12:00 PM - 12:15 PM
[S09-22] Japan M5 or over forecast for 2025 based on rate/state stress transfer projects strong influences of the 2011 M 9.0, 2024 M 7.5 and M 7.1 events
We contend that there is sufficient evidence that earthquakes promote and inhibit failure on nearby faults, a process governed principally by, whose effect decays with time. We reproduce the time decay and non-linearity of the response of seismicity to stress changes by rate/state friction (Dieterich 1994). Instead of calculating the stress on mapped faults, here we calculate the stress imparted to background focal mechanisms, because wherever there is a focal mechanism, a fault must exist and has indeed slipped. In rate/state friction, stress increases amplify the background seismicity rate, and stress decreases suppress it, and so the background seismicity model is crucial to the calculation.

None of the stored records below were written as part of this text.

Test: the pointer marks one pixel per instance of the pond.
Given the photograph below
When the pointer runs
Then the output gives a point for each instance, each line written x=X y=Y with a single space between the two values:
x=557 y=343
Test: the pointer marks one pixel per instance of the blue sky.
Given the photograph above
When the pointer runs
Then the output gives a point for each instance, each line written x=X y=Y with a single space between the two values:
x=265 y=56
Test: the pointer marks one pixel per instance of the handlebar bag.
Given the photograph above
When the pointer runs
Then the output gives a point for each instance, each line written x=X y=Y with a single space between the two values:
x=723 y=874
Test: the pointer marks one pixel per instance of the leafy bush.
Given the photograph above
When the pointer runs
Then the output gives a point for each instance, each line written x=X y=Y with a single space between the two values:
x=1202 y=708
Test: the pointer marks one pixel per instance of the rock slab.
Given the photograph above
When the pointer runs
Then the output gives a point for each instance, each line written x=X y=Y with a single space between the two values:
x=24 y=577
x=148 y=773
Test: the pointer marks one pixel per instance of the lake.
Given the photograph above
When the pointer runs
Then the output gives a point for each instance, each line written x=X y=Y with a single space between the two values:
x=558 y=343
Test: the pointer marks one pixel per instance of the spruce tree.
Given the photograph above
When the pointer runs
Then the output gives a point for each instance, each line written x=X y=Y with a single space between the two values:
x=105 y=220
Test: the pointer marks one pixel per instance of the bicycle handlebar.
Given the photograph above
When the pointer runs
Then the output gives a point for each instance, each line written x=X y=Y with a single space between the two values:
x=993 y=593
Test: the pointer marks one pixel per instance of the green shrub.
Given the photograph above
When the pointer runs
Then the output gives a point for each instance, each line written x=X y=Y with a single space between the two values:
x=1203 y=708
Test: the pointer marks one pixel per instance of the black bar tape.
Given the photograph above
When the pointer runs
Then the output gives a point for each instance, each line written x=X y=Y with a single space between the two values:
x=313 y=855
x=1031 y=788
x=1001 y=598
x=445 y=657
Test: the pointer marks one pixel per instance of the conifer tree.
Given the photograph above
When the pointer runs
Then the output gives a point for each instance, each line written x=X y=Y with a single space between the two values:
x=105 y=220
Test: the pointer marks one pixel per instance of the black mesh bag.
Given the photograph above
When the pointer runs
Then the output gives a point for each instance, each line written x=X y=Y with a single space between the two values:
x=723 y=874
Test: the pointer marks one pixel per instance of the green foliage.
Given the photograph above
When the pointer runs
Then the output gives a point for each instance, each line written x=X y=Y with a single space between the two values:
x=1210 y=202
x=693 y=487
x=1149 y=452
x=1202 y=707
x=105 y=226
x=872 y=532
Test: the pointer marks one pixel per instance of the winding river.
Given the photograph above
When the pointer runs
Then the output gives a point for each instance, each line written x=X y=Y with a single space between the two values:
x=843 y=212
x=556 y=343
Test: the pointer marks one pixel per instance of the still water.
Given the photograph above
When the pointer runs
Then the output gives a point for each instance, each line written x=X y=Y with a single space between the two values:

We have experimented with both the GEAR1 earthquake rate model (Bird et al 2015) and the observed JMA background rate for a sufficiently long period above the magnitude of completeness. We use the 200 M≥6.0 earthquakes since 1995 as the sources of stress, represented by published or USGS finite fault models, or point sources if the events lack finite fault models. We calculate annual retrospective forecasts of M≥5 earthquakes for the years 1995-2023 in and around four main Japan’s islands ranging of longitudes 128°-148° and latitudes 30° - 46°. To score the skill of these models, we devised a new metric which measures the difference between the observed and forecast cumulative number of events. In more than half of the testing years, the rate/state Coulomb model for a given year using JMA background outperforms the JMA background itself (the average behavior), and it also outperforms the GEAR1 model background, or the rate/state Coulomb model that uses GEAR1 to amplify the stress changes. This probably arises because GEAR1 includes ~100 Tohoku aftershocks, whereas the JMA background does not. We then present prospective forecast for 1 Jan – 31 Dec 2025.